My Ginger Crinkle-Cut Fermented Beets received thumbs up from the whole family. I used whey (scooped off home-made yogurt) and Kombucha as starters. The kombucha starter batch was done in four days. I just left the jars in a dark corner in the kitchen. The whey starter needed a week. I put a large sanitized pebble on the top of the veggies to keep them properly submerged in the culture (or brine) and placed a plastic screw cap on that fit a Mason jar. My failure with a few jars of naturally fermented cukes was the result of bubbling brine leaving the cukes exposed. Just keep an eye on things and add more brine to cover the veggies. Start tasting your ferments after three/five days.

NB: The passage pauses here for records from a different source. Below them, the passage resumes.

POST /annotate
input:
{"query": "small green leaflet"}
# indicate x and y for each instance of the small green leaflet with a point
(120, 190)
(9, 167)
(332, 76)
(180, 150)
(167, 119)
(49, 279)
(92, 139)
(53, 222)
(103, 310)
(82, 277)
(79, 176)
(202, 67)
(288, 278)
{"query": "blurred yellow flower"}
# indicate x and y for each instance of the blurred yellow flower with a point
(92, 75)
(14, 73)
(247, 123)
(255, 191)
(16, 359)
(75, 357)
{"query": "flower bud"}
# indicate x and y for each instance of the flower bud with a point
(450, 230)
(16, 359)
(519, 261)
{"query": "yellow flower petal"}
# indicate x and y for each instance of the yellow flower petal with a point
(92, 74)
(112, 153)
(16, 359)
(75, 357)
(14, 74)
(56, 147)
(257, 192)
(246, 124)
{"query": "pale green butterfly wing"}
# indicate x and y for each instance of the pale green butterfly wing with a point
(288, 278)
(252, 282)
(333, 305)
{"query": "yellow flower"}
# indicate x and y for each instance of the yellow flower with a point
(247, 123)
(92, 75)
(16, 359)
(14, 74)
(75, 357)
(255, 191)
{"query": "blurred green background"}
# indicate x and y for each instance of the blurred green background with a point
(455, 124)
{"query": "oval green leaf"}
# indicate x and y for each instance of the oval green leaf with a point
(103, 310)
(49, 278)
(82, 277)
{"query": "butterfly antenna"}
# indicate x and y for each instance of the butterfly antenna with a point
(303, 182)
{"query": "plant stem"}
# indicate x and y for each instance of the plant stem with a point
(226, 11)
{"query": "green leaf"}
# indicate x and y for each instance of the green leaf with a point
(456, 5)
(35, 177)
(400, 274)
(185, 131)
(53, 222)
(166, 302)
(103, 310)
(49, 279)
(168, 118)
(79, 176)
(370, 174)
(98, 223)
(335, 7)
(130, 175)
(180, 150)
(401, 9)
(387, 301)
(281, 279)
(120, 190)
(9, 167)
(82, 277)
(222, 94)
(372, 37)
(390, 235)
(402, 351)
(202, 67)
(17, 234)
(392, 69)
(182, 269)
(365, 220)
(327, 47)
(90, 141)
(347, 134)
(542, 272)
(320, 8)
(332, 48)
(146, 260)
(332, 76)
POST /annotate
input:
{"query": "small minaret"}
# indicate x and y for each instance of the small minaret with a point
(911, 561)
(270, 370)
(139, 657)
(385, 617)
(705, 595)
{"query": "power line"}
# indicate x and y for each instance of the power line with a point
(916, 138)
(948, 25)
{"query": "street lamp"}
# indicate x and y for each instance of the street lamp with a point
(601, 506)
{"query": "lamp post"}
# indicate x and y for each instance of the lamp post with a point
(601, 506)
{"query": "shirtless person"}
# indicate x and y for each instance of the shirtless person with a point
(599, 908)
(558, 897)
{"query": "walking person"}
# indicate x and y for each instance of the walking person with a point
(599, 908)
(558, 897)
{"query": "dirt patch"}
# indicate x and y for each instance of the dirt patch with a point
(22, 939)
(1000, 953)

For those who struggle with the sugar in beetroot, fermenting is the perfect way to get all the amazing nutrients from this wonder food without the extra sugar. Your starter culture has 27 million little gut bugs running around that are happy to munch up the sugar and magically transform it into a wonder food. Heads up also for athletes! Beets have been shown to increase oxygen flow in the body and boost your liver to take care of lactic acid build up in your muscles. 1. Fill one mason jar with cut up beets.
2. Add ¼ cup of kefir culture or kombucha.
3. Fill the jar with filtered water. (ginger or cloves opt.)
4. Place a stone on top or press down a couple of folded cabbage leaves to keep the beets fully submerged.
5. Ferment until you are happy with the taste. Usually 4 to 10 days depending on the temperature.